Judicial Review Undang-Undang (UU) Nomor 3 Tahun 2022 tentang Ibu Kota Negara (IKN)
Dalam sidang gugatan judicial review Undang-Undang (UU) Nomor 3 Tahun 2022 tentang Ibu Kota Negara (IKN), Hakim Mahkamah Konstitusi (MK) meminta pemerintah dan DPR melengkapi terlebih dahulu bukti-bukti seperti kajian lingkungan soal pemindahan ibu kota, alasan mempercepat pembuatan UU hingga proses sidang di DPR, DPR perlu:
a. Menyampaikan bahwa DPR menghormati hak konstitusional warga negara dalam melakukan judicial review ke MK terkait UU IKN, dan berkomitmen melengkapi data untuk memenuhi permintaan MK untuk mengumpulkan dan melengkapi seluruh bukti-bukti yang menunjukkan bahwa pembahasan UU IKN sudah konstitusional sesuai dengan UU No. 15 tahun 2019 tentang Perubahan atas UU No. 12 tahun 2011 Pembentukan Peraturan Perundangan (PPP) dan Peraturan DPR Nomor 2 Tahun 2020 tentang Pembentukan Undang-Undang;
b.
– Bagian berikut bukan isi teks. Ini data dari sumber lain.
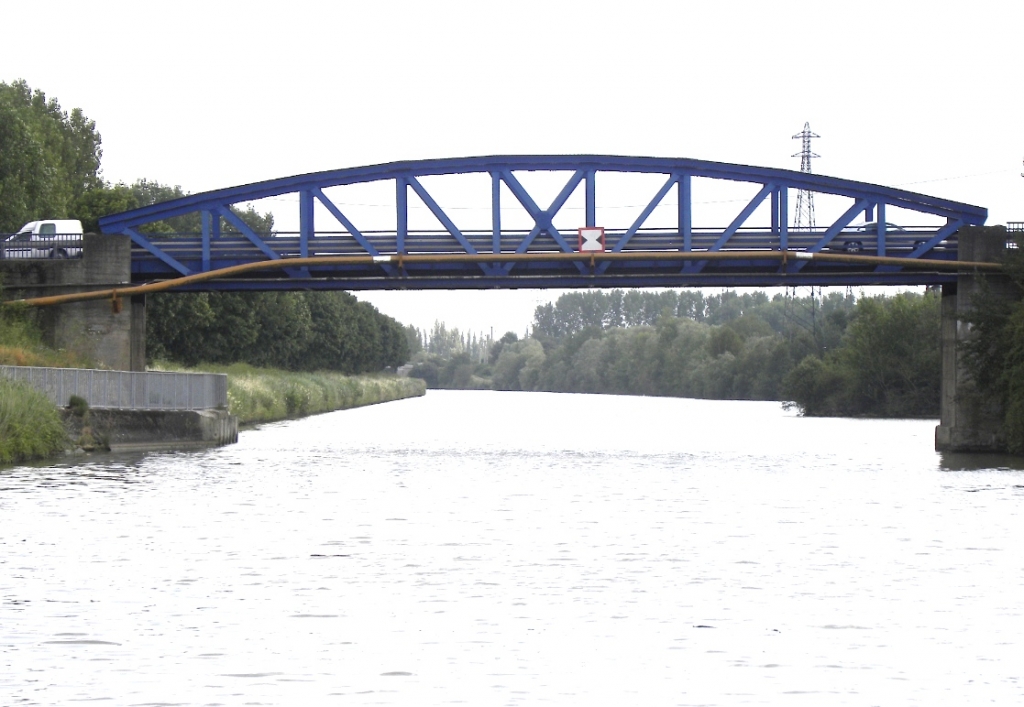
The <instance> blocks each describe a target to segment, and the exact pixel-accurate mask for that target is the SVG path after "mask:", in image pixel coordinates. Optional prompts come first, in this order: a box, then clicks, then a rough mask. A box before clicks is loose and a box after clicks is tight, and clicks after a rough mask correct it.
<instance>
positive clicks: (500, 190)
mask: <svg viewBox="0 0 1024 707" xmlns="http://www.w3.org/2000/svg"><path fill="white" fill-rule="evenodd" d="M490 252H492V253H500V252H502V175H501V174H499V173H498V172H492V173H490Z"/></svg>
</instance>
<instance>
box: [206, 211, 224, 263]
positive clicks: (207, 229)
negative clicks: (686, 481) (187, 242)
mask: <svg viewBox="0 0 1024 707" xmlns="http://www.w3.org/2000/svg"><path fill="white" fill-rule="evenodd" d="M212 220H213V214H212V213H210V212H209V211H204V212H203V272H204V273H209V272H210V221H212ZM217 221H218V222H219V221H220V218H219V217H218V218H217Z"/></svg>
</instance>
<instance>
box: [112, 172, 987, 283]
mask: <svg viewBox="0 0 1024 707" xmlns="http://www.w3.org/2000/svg"><path fill="white" fill-rule="evenodd" d="M538 172H541V173H544V174H545V175H547V176H549V177H551V178H557V179H558V180H559V181H558V183H559V185H560V189H559V190H558V192H557V195H556V196H555V197H554V198H553V199H552V200H542V199H541V198H540V196H539V194H538V192H537V191H536V190H535V189H532V188H527V182H529V179H527V178H526V174H527V173H538ZM456 175H474V176H475V178H477V179H483V180H489V198H488V199H487V200H486V204H485V205H484V206H483V207H482V209H479V210H478V211H477V213H478V214H479V212H480V211H482V212H484V213H485V214H486V219H481V220H485V223H480V222H474V223H468V222H467V217H466V215H465V210H464V209H463V208H462V207H452V206H451V205H447V206H442V205H441V204H440V203H439V200H438V199H436V198H435V196H434V193H432V191H430V190H428V186H430V188H431V190H434V189H435V186H437V185H438V184H439V183H441V182H440V181H439V180H442V179H444V178H456ZM609 175H615V178H612V177H610V176H609ZM650 175H654V178H655V179H656V184H654V188H652V189H651V192H652V193H651V194H649V195H648V197H647V198H646V199H645V201H646V205H644V206H642V208H640V207H639V206H638V207H637V208H638V212H637V213H634V214H633V215H632V216H631V217H628V218H625V219H624V220H623V222H613V219H614V218H615V214H616V213H620V212H621V211H622V210H621V209H620V210H617V211H616V209H614V208H605V204H607V203H612V204H613V203H615V201H616V190H617V189H621V184H622V183H623V182H622V177H629V176H635V177H638V178H639V177H645V178H646V179H647V181H645V182H644V183H645V184H650V179H651V176H650ZM370 183H375V184H381V183H384V184H389V185H390V186H389V189H390V188H393V192H392V194H393V195H394V199H393V202H392V203H391V204H390V205H388V208H389V209H390V210H391V211H390V213H391V214H392V216H391V218H390V219H389V220H390V223H393V226H391V227H378V225H377V224H374V225H371V226H370V227H368V226H367V225H364V224H359V223H356V222H355V221H356V218H355V217H353V216H352V215H351V214H352V208H353V206H352V204H349V203H348V202H346V201H342V200H341V199H339V198H338V197H337V196H336V194H337V193H338V190H339V189H342V190H343V189H344V188H346V186H347V188H351V186H353V185H359V184H370ZM696 183H701V184H703V183H712V184H716V183H718V184H726V183H728V184H739V185H744V186H745V188H746V189H748V190H749V194H748V196H746V197H745V198H743V199H742V200H740V201H739V202H738V204H737V207H736V208H738V210H735V211H733V212H731V213H727V214H726V216H725V217H724V218H722V220H721V222H718V223H713V224H708V223H702V222H701V223H696V222H695V219H694V207H695V205H697V204H698V203H699V202H698V201H695V200H694V198H693V191H694V184H696ZM609 184H614V185H611V186H608V185H609ZM606 186H607V188H606ZM802 190H807V191H811V192H814V193H817V194H821V195H826V196H827V197H829V198H833V199H834V200H835V201H836V202H837V203H838V204H841V206H840V207H839V208H838V209H837V212H836V214H835V215H834V216H833V217H831V218H830V222H828V223H827V224H826V225H822V226H819V227H815V228H807V227H804V228H795V227H793V226H791V225H790V221H791V211H790V209H791V207H790V203H791V196H792V195H793V194H794V193H797V192H800V191H802ZM670 195H671V196H670ZM270 198H279V199H280V198H290V199H292V201H293V203H296V204H297V207H298V219H297V220H298V223H299V230H298V232H296V233H286V232H274V233H256V232H255V231H253V230H252V228H251V227H250V226H249V225H248V224H247V223H246V222H245V221H244V220H243V219H242V218H241V217H240V216H239V212H238V207H239V206H240V205H248V204H252V203H253V202H258V201H259V200H263V199H270ZM571 198H575V199H577V200H578V201H581V202H582V207H581V208H580V209H579V212H577V213H575V215H574V216H573V214H572V213H569V212H568V210H567V209H566V208H565V207H566V204H567V202H568V201H569V200H570V199H571ZM621 200H622V197H621V195H620V196H618V201H621ZM411 201H413V202H416V201H418V202H419V203H418V204H415V206H418V207H419V208H420V209H421V210H424V211H425V212H428V213H429V214H430V216H431V217H432V218H433V219H434V221H435V223H436V226H437V227H419V226H417V225H413V224H412V223H411V218H410V213H411V208H413V206H411ZM726 206H728V205H726ZM513 207H514V208H515V209H517V210H518V211H520V212H521V213H520V215H521V216H523V217H524V223H522V224H520V223H516V224H512V225H510V219H509V217H508V216H509V212H510V209H511V208H513ZM667 211H669V212H670V213H671V217H670V218H668V219H666V217H665V214H666V212H667ZM655 213H656V214H658V217H654V215H655ZM186 214H199V216H200V218H199V219H197V230H196V232H195V233H179V234H160V235H156V234H155V233H152V231H153V230H152V228H151V227H150V226H152V224H154V223H158V222H161V221H165V222H166V221H167V219H171V218H175V217H180V216H183V215H186ZM598 214H601V218H600V221H599V219H598ZM897 214H898V215H897ZM821 215H822V214H821V212H819V217H820V216H821ZM986 216H987V211H986V210H985V209H983V208H980V207H977V206H971V205H968V204H961V203H956V202H952V201H948V200H945V199H938V198H934V197H928V196H925V195H921V194H915V193H912V192H905V191H902V190H896V189H891V188H887V186H880V185H877V184H869V183H864V182H858V181H852V180H849V179H840V178H836V177H829V176H824V175H819V174H809V173H805V172H796V171H792V170H784V169H768V168H763V167H752V166H745V165H736V164H726V163H719V162H706V161H700V160H688V159H670V158H649V157H614V156H595V155H587V156H572V155H557V156H504V157H475V158H457V159H443V160H424V161H416V162H395V163H390V164H383V165H374V166H369V167H355V168H348V169H339V170H333V171H327V172H316V173H311V174H301V175H297V176H291V177H284V178H280V179H272V180H269V181H262V182H257V183H253V184H245V185H242V186H233V188H229V189H223V190H217V191H214V192H206V193H203V194H195V195H190V196H187V197H183V198H181V199H175V200H172V201H167V202H163V203H160V204H154V205H152V206H146V207H143V208H140V209H135V210H133V211H127V212H124V213H120V214H114V215H111V216H105V217H103V218H101V219H100V227H101V230H102V232H103V233H104V234H124V235H127V236H129V237H130V238H131V240H132V242H133V248H132V267H131V269H132V279H133V282H136V283H137V282H148V281H154V280H164V279H171V278H180V277H182V276H190V275H197V274H201V273H207V272H211V271H216V269H221V268H225V267H231V266H236V265H247V264H250V263H257V262H260V261H270V264H272V265H275V266H273V267H269V268H261V269H258V271H254V269H249V271H248V272H244V273H239V274H238V275H233V276H229V277H223V278H218V279H215V280H210V281H205V282H197V283H196V284H194V285H188V286H185V287H183V288H182V289H206V290H210V289H215V290H266V289H344V290H371V289H484V288H544V287H558V288H565V287H656V286H672V287H680V286H730V287H734V286H744V285H751V286H772V285H874V284H882V285H920V284H940V283H951V282H954V281H955V277H956V276H955V273H954V271H952V269H949V268H948V267H947V266H944V265H948V264H950V261H955V260H956V258H957V241H956V231H957V230H958V228H959V227H961V226H963V225H976V224H982V223H984V221H985V218H986ZM618 217H620V218H621V216H618ZM573 219H574V222H573ZM895 219H898V220H895ZM911 219H912V221H913V222H912V223H911ZM200 223H201V225H200ZM914 223H916V225H915V224H914ZM581 228H582V230H586V231H587V232H588V233H593V232H591V231H590V230H599V228H600V230H603V247H602V248H596V247H595V246H594V245H593V241H590V240H588V241H584V240H583V239H582V237H580V236H579V234H580V233H582V232H581V231H580V230H581ZM573 232H575V233H573ZM585 246H586V247H585ZM310 257H314V258H315V260H308V259H307V260H301V261H298V262H294V263H290V262H289V261H290V259H293V258H310Z"/></svg>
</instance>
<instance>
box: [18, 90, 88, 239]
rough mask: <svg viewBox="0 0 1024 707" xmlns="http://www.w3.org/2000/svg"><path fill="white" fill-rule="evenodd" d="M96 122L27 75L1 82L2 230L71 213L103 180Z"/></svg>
mask: <svg viewBox="0 0 1024 707" xmlns="http://www.w3.org/2000/svg"><path fill="white" fill-rule="evenodd" d="M101 156H102V150H101V149H100V139H99V133H98V132H96V124H95V123H94V122H93V121H91V120H89V119H88V118H86V117H85V116H84V115H83V114H82V111H81V110H79V109H75V110H73V111H72V112H71V113H68V112H67V111H65V110H63V109H61V108H60V103H59V102H57V100H56V99H55V98H47V97H46V94H45V93H43V92H42V91H38V90H36V91H34V90H32V89H31V88H30V87H29V85H28V84H27V83H26V82H25V81H15V82H14V83H12V84H6V83H2V82H0V233H12V232H14V231H16V230H17V228H18V227H20V226H22V224H23V223H26V222H27V221H31V220H34V219H36V218H40V217H50V218H63V217H68V216H71V215H72V214H73V213H75V211H76V209H77V208H78V205H79V203H80V202H81V200H82V199H83V198H84V197H85V195H86V193H88V192H89V191H90V190H94V189H96V188H98V186H100V185H101V183H102V182H101V179H100V178H99V159H100V157H101Z"/></svg>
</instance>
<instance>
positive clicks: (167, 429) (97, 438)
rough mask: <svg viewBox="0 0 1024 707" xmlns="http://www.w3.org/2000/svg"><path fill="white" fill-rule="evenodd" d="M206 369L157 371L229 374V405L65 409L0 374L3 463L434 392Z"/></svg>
mask: <svg viewBox="0 0 1024 707" xmlns="http://www.w3.org/2000/svg"><path fill="white" fill-rule="evenodd" d="M202 369H203V370H202V371H199V370H197V369H184V368H181V367H175V366H172V365H167V364H164V365H158V366H156V367H154V369H153V370H163V371H177V372H189V373H199V372H204V373H224V374H226V375H227V380H228V389H227V410H226V411H224V410H219V411H166V412H157V411H127V410H88V409H87V406H86V408H85V409H78V410H75V411H73V410H69V409H61V408H58V407H57V406H55V405H54V404H53V403H52V402H50V401H49V400H48V399H47V398H46V396H44V394H43V393H41V392H39V391H37V390H35V389H34V388H32V387H31V386H29V385H27V384H24V383H19V382H15V381H11V380H7V379H5V378H0V464H12V463H17V462H22V461H29V460H33V459H45V458H49V457H53V456H56V455H57V454H60V453H62V452H65V451H78V452H82V451H93V450H96V449H111V447H112V446H119V447H123V448H132V449H150V448H152V449H166V448H172V447H176V446H178V445H180V446H182V447H195V446H209V445H210V444H214V445H216V444H226V443H230V442H233V441H236V440H237V433H234V434H232V433H231V432H230V430H228V429H227V427H225V419H227V420H228V421H229V422H231V424H230V425H227V426H231V427H232V428H233V429H237V428H238V426H243V427H245V426H249V427H252V426H255V425H258V424H261V423H264V422H273V421H276V420H285V419H292V418H298V417H305V416H308V415H316V414H319V413H325V412H332V411H335V410H346V409H349V408H358V407H362V406H367V405H375V404H377V403H387V402H389V401H395V400H400V399H403V398H415V397H419V396H423V394H424V393H425V392H426V385H425V383H424V382H423V381H422V380H418V379H415V378H399V377H395V376H390V375H364V376H345V375H341V374H337V373H331V372H314V373H296V372H291V371H281V370H275V369H259V368H254V367H252V366H246V365H233V366H204V367H202ZM86 403H87V401H86ZM208 417H210V418H211V419H207V418H208ZM172 418H173V419H172ZM179 418H180V419H179ZM194 418H195V419H194ZM213 418H215V419H213ZM221 418H224V419H221ZM229 418H237V422H236V421H234V420H232V419H229ZM211 430H212V431H211ZM179 438H180V439H179Z"/></svg>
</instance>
Menyampaikan bahwa DPR akan membuktikan pembahasan UU IKN sudah dilakukan secara partisipatif atau melibatkan partisipasi masyarakat, yang berarti bahwa pendapat-pendapat masyarakat juga sudah dipertimbangkan dalam proses pembentukan UU IKN;
c. Mengingatkan pemerintah untuk segera menyampaikan AMDAL yang merupakan prioritas dalam rencana utama (masterplan) pembangunan IKN guna meminimalisir dampak risiko lingkungan dan dampak bahaya terhadap ekologi sebagai bukti dalam judicial review UU IKN;
d. Menyampaikan bahwa pembahasan UU IKN juga telah melalui kajian akademik, termasuk kajian komparasi, baik yang terkait dengan aspek pembentukan (formil) maupun terkait substansi (materil) UU IKN.